というように、非対面営業に関する思い込みや決めつけによって足が止まっていたメンバーを無事に一歩踏み出させることに成功しました。
今回の非対面営業のことに限らず、営業活動の足を止めていることの多くは思い込みや先入観であって、実際にやってみると思っていたことと違い意外にできることのほうが多いです。
思考の枠を外してぜひトライしてみてください。
特に既契約のお客様の保全活動から着手してみるとオンラインツールでの面談の感覚に馴れるのに最適かなと思います。
3. 非対面営業のメリットと成功事例
非対面営業で実際に成果を出したメンバー達に、非対面営業のメリットを聴いてみました。
特にメリットが大きいなと感じたことは3つです。
- 使える時間が増えた
- 全国に商圏が広がった
- オンラインセミナーでレバレッジが大きくかかった
具体的な事例を交えて説明していきますね。
- 使える時間が増えた
まず私自身も非対面で仕事ができることでメリットを感じたことは、使える時間が大幅に増えたということでした。
例えば、私が住んでいる場所から都心に1件面談に行くとして、ドアtoドアで約1時間近くかかります。

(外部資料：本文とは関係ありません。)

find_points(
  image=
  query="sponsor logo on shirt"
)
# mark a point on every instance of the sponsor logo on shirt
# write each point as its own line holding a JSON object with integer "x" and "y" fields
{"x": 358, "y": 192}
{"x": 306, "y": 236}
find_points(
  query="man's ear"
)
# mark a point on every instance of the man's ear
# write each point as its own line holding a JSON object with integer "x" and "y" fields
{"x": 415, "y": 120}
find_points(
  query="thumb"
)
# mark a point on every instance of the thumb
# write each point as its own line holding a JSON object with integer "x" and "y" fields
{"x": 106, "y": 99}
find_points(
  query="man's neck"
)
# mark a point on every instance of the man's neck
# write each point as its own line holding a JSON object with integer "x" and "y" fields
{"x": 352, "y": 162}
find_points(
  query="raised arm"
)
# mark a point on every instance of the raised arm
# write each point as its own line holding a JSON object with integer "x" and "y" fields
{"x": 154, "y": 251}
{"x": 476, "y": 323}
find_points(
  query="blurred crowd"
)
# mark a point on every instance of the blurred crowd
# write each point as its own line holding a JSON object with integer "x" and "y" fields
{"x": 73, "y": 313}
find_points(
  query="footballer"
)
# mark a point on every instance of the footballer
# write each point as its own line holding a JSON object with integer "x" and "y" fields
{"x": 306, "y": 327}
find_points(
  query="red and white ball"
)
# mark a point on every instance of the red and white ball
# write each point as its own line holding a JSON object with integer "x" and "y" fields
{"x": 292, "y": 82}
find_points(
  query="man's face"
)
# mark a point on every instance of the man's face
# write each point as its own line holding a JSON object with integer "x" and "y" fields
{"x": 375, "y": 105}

面談場所に少し早めに到着する必要があるので、往復の移動時間と待機時間、そして面談が1時間として合計3時間半ほどかかってしまいますが、その時間があればオンラインなら2面談もしくは3面談をこなすことが可能になります。
移動の時間が無くなったことで面談数や勉強の時間を増やすという、とても大きなメリットをもたらしました。
多くの弊所メンバーが面談数を増やすことに成功し、またある女性メンバーは生産性を少し高めつつ稼働時間を減らすことに成功。家族との時間が増えて喜んでいました。
東北や北海道では、吹雪の中で片道2時間以上かけて車を運転して商談に行くという話を伺ったことがあるのですが、非対面で商談ができればそのような時間とエネルギーのロスと、交通事故のリスクを減らせるかもしれませんね。
- 全国に商圏が広がった
非対面営業ができることの大きなメリットとして、移動時間やコストをかけなくても全国に商圏を広げることができることではないでしょうか。
実際に弊所メンバーでも、一日の間に宮古島、北海道、仙台の方々と立て続けに商談ができたと言っていました。
私自身も現在は東京以外に福岡や札幌、大阪などにもクライアントがいて毎週個別の面談や、全国の仲間たちが集まるオンライン勉強会などを開催しています。
また、地方のお客様から首都圏在住のお知り合いを紹介していただくパターンなども出てきているそうです。もはや全国一区と考えて良さそうですね。
少し変則的なパターンだと、旦那様が単身赴任中で奥様と離れ離れの世帯商談がオンラインを駆使して離れていても実施できたという事例も出てきました。
使い方次第でオンラインの可能性はまだまだ広がっていきそうですね。
- オンラインセミナーでレバレッジが大きくかかった
私自身もそうですが、弊所メンバーも緊急事態宣言が発令されて間もない頃からオンラインでの勉強会やセミナー、法人研修など実施していました。
やってみて感じたのですが、以前と大きく違ったことは場所の制約に縛られなくなったため、参加者が集まりやすくなったということです。
当然の話ですが、以前なら札幌でセミナーを開催するときは札幌周辺の人しか集まりませんでした。せいぜい東京のセミナーに神奈川や千葉の方、遠くても静岡あたりの方が参加するくらいのものでした。しかしそれが今では1回のセミナーに全国から参加者が集まってきてくています。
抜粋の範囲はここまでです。